(上から続く)
しかし、この案はそう簡単にはいかない。だって、揖斐川というのは並列して流れる木曽三川の中でも愛知県からもっとも離れているのである。徳山の水を名古屋に運ぼうと思えば、長良川、木曽川を越えていかなければならない。それは無理だ……と、建設官僚は思わない。事業を創りだし、利権を生み出すことにかけてはこいつら天才だね。
「それなら、上流部で揖斐川から長良川、木曽川をつないでしまえ」
おおお!こっちがびっくりするわい。すごいウルトラCを考えつきおった。まず、徳山ダムで水を貯める。その水を延々40キロの連絡導水路を敷設することで木曽川に流す。木曽川まで水を持ってくれば名古屋まで水を誘導するのは簡単だ。これで、徳山ダムを造らなければならない大義ができたし、おまけに連絡導水路という付帯工事までついてくる。徳山ダムで3,500億円、導水路で890億円、これみんな国民の負担なんですよ。

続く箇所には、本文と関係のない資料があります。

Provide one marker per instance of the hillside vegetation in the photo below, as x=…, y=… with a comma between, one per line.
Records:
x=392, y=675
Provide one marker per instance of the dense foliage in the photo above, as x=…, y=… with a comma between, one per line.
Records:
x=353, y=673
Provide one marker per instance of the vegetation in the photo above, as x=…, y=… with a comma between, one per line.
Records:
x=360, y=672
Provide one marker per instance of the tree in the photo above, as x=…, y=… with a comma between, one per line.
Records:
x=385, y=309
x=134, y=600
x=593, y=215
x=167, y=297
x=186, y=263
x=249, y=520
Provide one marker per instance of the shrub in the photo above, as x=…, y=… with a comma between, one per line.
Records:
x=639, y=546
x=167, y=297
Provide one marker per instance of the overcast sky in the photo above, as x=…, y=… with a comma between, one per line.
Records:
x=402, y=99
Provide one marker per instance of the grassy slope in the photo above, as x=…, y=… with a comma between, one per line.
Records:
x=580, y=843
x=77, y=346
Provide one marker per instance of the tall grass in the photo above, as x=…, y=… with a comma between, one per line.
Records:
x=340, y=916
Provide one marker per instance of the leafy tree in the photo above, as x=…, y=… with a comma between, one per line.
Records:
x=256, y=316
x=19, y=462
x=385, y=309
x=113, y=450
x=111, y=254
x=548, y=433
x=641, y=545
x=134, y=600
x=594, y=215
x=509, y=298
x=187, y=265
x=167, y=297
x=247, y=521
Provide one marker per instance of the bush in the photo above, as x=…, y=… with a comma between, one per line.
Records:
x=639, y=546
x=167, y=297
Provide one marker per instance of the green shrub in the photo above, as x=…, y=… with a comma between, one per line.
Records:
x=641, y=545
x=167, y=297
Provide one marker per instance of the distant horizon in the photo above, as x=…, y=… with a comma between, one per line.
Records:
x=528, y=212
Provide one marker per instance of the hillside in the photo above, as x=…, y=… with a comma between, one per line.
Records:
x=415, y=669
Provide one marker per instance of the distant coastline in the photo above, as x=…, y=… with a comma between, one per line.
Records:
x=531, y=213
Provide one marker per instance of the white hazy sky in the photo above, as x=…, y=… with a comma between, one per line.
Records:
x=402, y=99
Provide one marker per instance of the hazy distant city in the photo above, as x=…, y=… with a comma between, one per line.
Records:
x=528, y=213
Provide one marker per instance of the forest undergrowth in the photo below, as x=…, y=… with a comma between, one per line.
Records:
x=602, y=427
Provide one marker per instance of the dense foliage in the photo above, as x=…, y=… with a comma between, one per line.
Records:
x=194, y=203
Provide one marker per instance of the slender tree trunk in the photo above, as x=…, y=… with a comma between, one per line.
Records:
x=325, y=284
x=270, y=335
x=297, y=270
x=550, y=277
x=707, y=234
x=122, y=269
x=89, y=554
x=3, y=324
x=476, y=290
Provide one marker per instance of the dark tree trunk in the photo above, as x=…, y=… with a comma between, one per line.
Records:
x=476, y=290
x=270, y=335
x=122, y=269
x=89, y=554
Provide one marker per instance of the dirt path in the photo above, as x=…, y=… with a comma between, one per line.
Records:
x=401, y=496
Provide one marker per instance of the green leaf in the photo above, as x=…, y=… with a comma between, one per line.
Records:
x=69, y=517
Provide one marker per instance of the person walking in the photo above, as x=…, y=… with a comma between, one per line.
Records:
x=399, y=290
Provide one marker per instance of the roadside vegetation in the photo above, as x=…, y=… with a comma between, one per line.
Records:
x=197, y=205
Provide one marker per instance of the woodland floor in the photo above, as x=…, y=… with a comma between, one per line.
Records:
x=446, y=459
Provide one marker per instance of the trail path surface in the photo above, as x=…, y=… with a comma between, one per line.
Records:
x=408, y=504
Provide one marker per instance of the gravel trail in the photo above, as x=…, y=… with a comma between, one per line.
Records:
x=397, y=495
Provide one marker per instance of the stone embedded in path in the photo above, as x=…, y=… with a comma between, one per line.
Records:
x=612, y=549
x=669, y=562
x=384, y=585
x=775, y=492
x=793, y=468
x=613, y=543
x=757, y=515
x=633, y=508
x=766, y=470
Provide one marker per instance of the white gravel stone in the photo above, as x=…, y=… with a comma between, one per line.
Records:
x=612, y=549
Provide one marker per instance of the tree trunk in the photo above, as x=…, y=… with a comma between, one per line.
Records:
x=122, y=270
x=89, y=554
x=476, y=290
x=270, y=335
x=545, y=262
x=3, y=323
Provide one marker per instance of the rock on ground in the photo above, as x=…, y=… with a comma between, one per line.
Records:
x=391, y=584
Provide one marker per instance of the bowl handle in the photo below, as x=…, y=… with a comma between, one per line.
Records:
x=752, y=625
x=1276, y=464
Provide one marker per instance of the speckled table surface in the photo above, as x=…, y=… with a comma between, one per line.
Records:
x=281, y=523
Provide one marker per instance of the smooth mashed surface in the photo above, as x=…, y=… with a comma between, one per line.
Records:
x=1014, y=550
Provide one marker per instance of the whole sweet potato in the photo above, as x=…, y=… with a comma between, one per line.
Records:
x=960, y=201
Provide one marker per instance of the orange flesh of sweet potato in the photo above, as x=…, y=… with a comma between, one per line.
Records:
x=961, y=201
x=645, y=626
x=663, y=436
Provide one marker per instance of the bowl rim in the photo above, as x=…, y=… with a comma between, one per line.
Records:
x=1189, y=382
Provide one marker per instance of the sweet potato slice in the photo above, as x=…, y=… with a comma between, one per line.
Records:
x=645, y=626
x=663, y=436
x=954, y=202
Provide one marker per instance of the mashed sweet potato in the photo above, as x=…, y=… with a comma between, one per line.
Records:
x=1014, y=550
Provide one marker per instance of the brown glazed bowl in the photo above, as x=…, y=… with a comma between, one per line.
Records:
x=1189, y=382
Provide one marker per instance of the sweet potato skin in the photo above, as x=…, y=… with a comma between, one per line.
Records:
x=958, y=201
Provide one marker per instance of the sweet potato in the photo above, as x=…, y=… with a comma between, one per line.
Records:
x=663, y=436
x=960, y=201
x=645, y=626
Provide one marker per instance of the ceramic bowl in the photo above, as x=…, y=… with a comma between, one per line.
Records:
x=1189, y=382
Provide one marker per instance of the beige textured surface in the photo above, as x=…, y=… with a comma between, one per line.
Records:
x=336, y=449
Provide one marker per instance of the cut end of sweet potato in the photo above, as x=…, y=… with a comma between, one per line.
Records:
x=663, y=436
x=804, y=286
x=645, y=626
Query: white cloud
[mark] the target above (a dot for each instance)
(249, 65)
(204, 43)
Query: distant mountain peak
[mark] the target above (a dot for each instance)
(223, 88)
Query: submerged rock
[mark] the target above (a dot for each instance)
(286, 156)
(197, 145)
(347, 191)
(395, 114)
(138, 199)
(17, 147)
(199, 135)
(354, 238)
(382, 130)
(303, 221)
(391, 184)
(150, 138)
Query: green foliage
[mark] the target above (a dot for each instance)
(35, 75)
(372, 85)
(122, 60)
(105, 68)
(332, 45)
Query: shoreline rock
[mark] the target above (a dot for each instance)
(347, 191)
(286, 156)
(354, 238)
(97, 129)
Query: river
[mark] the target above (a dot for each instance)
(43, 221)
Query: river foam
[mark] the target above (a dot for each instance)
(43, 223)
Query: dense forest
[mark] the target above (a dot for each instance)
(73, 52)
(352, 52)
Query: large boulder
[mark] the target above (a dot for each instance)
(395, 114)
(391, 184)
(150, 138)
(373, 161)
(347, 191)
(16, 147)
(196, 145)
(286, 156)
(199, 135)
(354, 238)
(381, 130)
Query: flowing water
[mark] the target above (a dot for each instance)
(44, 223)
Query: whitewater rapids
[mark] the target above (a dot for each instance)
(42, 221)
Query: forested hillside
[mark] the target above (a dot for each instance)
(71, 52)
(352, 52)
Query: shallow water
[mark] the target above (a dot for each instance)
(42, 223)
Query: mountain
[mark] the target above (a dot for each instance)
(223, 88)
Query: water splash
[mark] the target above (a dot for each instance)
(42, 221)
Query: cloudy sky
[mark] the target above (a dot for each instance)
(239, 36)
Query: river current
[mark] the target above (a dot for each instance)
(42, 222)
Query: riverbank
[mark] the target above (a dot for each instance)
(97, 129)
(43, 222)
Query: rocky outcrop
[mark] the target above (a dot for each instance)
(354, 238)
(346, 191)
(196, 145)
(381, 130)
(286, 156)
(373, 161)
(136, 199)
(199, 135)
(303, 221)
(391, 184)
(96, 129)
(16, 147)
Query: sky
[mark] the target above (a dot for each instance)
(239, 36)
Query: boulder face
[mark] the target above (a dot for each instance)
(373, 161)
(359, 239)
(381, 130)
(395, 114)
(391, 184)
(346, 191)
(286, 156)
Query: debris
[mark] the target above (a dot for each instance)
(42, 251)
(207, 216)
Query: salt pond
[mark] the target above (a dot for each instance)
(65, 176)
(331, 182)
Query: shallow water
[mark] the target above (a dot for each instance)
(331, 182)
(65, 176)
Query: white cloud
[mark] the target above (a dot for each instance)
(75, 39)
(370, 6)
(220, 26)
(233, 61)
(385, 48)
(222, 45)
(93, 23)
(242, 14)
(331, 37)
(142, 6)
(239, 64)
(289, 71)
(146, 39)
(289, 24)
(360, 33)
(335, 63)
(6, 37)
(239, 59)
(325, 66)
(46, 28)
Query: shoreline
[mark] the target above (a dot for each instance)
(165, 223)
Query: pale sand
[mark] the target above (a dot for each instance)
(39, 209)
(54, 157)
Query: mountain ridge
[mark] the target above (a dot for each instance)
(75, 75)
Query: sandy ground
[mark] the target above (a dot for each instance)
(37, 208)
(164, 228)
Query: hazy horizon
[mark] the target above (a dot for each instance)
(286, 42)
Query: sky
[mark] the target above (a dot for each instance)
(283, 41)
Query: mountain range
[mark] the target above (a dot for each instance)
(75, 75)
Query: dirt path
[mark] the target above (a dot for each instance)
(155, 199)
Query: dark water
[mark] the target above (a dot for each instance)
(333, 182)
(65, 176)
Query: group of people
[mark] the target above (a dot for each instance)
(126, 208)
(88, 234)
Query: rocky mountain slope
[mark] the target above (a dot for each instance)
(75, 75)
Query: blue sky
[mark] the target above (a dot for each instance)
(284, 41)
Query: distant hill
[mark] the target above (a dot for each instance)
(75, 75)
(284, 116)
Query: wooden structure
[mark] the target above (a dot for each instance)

一昨日、河村名古屋市長が上京した。主たる目的はかつての仲間に、自身が掲げる「徳山ダム導水路事業の中止」などの政策への協力を求めるためだ。この愚策に国は408億円恵んでくれるらしい。残りの482億円は、愛知、岐阜、三重、名古屋の4つで負担する。これを「バカらしいでいかんわ」と河村市長が早々に撤退表明をだした。これに対して愛知県の神田知事は強く反発している。
ほお、利権談合主義者に担がれているお神輿知事が反対しているということは、市民レベルで考えると中止したほうがいいということだな。神田知事というのは判り易くてていい。この人の言動の逆をいくとだいたい正解が得られる。
よし、河村市長に肩入れしようっと。